Culture Entertainment

Image description: Man on horseback with man next to him on a bike in front of a pink sky with the title ‘Dusklands’ in pink font 

Dusklands is difficult to describe. In the words of its director Bruno Atkinson it is a ‘post-colonial, post-virus Don Quixote, which just happened to be filmed.’ The short film has been adapted from an original short story by Toye Oladinni (‘In a Quiet Country House in Caterham’) and was written at the peak of the COVID pandemic. A strange, slyly humorous narrative with elements we can all relate to, Atkinson does an excellent job of transmitting Oladinni’s tale to the screen in this snippet of brilliance.

Indeed the craziness of the shooting according to its director (‘The shoot was so hectic, in fact, that I barely had time to direct – rather, my approach was to point a camera in the direction of a suited and mounted colonial officer and to shout at him to shout at others.’) is mirrored in the bizarre nature of the story.
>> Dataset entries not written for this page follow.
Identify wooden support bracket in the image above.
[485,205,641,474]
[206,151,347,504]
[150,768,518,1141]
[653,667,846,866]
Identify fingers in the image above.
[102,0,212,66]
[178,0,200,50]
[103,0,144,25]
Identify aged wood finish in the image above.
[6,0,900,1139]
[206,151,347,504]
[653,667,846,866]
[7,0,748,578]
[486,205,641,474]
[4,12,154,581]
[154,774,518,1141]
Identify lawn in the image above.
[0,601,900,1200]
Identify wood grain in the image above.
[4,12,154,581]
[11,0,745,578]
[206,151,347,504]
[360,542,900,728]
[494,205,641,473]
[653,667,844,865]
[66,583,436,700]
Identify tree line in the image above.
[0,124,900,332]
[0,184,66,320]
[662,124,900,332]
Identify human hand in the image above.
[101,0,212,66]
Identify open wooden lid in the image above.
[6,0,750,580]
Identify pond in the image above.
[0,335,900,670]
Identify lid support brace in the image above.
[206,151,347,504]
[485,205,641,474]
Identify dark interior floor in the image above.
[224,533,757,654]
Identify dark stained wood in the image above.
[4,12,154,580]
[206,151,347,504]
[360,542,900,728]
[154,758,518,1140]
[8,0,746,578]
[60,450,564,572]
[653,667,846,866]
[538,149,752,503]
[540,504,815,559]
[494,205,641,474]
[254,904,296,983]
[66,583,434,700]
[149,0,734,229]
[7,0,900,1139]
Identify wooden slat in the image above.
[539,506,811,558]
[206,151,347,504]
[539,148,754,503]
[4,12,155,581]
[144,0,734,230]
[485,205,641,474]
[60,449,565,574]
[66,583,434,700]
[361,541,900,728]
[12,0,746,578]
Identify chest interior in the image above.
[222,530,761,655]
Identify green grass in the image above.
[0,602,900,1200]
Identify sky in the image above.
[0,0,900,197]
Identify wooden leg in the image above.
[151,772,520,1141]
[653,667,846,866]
Robert Kipper (Kipling) over lockdown buries himself in 19th century British history and before he knows it becomes an embodiment of all those ‘great British heroes’ of yesteryear; Charles Gordon at Khartoum, Disraeli, Churchill. It is the story of a man playing out in full costume the last desperate attempt to grasp the remains of the British Empire and I am sure many viewers will be able to find parallels in people they know and have met at Oxford.
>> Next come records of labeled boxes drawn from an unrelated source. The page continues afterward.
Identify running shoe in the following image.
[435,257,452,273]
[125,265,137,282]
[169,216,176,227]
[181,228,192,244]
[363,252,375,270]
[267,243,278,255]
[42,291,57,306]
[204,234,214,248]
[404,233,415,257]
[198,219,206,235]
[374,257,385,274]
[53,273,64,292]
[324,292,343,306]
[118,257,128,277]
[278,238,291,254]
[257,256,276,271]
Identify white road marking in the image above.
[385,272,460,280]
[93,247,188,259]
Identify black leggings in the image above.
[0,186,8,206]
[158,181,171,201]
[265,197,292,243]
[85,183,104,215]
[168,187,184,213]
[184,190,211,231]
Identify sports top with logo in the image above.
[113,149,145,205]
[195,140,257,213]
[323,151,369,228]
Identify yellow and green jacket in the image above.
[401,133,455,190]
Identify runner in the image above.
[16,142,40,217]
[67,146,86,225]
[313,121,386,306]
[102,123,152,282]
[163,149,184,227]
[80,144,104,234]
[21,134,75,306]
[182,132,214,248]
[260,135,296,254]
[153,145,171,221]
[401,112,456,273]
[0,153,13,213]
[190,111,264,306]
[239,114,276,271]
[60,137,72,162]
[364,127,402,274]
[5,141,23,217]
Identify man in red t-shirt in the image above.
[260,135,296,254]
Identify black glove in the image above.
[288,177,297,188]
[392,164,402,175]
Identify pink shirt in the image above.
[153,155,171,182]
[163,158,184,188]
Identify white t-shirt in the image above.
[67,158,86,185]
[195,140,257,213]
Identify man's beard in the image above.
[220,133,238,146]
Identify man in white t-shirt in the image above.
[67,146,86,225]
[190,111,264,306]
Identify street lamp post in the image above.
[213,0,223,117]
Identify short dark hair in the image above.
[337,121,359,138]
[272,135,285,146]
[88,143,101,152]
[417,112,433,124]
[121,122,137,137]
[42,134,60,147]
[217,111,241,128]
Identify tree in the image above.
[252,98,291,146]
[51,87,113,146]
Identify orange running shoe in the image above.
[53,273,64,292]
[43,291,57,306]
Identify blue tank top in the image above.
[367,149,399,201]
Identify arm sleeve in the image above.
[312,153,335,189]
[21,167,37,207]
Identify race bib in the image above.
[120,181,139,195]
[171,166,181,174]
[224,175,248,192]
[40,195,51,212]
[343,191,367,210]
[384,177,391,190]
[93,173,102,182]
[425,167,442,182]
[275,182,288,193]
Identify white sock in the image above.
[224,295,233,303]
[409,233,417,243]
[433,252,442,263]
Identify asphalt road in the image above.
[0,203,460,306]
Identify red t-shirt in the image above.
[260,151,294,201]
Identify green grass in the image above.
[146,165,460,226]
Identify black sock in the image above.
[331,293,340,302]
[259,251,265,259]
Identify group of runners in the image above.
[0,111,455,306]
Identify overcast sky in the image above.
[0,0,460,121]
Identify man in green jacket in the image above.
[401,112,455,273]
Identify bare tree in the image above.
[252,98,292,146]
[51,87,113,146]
Dusklands brilliantly highlights the absurdity of the notion of British exceptionalism in a modern age and is perfect for a post-Brexit, neo-nationalism Britain. Only recently the Prime Minister gave the go-ahead for a national day of celebration in schools including cringe-worthy songs.

It took me a little while to absorb myself fully into the world of Kippers. Atkinson presents a jarring mixture of modern and historical, which, of course, is the point. But the History student in me cried out for consistency. However, I was brought round by the subtle comedy which underscored the entire film. Kippers’ inability to get his noble steed moving in the opening moments was a symptom of the absurdity of the whole tale.

Dusklands brilliantly highlights the absurdity of the notion of British exceptionalism in a modern age and is perfect for a post-Brexit, neo-nationalism Britain.

The interactions between Kippers and Gladwell (Rory D’Angelo) were strange and endearing. The shots of their first meeting were excellent; across the river, under the bridge and in front of a wall of graffiti they squabble over pay in shillings and pounds. I commend cameraman James Crick for his excellent work, he was able to highlight the unlikely yet charming pairing.

I particularly enjoyed ‘Meeting with a hostile native’ scene which had about it an air of ‘The Office’ with its quick cuts, side eyes and choppy camera work and which was the style for much of the short film.

The denial of Kippers as he faces the real world is both humorous and tragic and a representation of many Brits today, for some it might strike too close to home. As with all good comedy, there is a sadness to it. Overall I thoroughly enjoyed it. The direction was excellent and beautifully translated page to screen. I look forward to anything else produced by Atkinson as part of Oxford University Film Society.